The wisdom of the great people has been broadly undermined of late, thanks to nationalistic conflicts and evil knowledge applied by some influential people in domestic and foreign policies. These elements have become followers of Kautilyan and Machiavellian traditions devoid of moral precepts.

Social thinkers and litterateurs act as either puppets of regimes or dissenting voices without much impact. Society shows utter failure to produce ideas and dreams for fighting out wrongdoers despite having massive wealth and affluence.
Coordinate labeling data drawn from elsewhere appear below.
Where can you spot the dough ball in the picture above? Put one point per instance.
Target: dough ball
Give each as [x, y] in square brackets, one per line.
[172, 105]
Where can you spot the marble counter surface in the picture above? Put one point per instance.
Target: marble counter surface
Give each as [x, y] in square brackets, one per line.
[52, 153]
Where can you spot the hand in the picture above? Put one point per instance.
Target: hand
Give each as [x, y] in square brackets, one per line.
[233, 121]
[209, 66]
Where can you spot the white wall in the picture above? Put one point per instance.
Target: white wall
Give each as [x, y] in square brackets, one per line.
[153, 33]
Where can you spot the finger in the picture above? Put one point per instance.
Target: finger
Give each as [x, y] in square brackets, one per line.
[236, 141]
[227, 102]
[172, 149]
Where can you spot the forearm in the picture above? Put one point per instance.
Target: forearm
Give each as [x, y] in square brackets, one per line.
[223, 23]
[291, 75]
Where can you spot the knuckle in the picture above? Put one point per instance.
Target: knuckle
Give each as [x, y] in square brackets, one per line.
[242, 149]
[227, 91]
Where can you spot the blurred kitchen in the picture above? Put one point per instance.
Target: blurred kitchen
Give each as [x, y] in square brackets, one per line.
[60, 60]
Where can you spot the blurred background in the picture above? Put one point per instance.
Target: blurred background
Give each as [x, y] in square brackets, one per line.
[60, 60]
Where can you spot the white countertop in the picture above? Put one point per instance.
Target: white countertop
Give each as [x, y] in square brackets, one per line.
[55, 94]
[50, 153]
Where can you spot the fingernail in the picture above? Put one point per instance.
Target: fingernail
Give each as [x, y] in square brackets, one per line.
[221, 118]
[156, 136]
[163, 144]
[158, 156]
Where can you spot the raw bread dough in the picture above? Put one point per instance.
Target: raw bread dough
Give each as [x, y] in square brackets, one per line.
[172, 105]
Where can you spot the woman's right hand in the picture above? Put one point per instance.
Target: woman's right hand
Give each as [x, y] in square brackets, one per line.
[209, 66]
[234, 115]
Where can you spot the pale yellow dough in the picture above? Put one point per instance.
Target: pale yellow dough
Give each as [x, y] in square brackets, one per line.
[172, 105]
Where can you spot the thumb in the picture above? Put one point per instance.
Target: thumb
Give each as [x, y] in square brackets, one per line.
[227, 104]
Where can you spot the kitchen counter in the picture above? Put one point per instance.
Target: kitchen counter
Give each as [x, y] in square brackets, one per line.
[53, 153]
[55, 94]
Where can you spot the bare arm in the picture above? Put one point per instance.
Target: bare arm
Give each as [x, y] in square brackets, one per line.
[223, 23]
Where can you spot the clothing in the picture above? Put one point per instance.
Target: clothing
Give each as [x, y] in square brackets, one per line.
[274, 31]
The innocent majority, made a hostage by hostile and restless minds, see no end to the corona-induced crisis. Such reality may be analogised with Sheikh Saadi's lines in Golestan: "The rose has been destroyed and the thorn remained./ The treasure has been taken and the serpent left… It is incumbent to sever connection with a thousand friends/ Rather than to behold a single foe."

The global mood, prior to the pandemic, was overwhelmed with consumerist spree and preoccupation with information technology. That suggested, as if, the world had scaled the peak without gifted resources of selfless men and women. It demonstrated certain disconnect, in the age of connectivity, from knowledge and wisdom of centuries.

Some people nevertheless can't but try to rediscover the beauty of life in the messages many have refrained from reading. It's not possible to build a bridge between the present and the future without the experience of the past.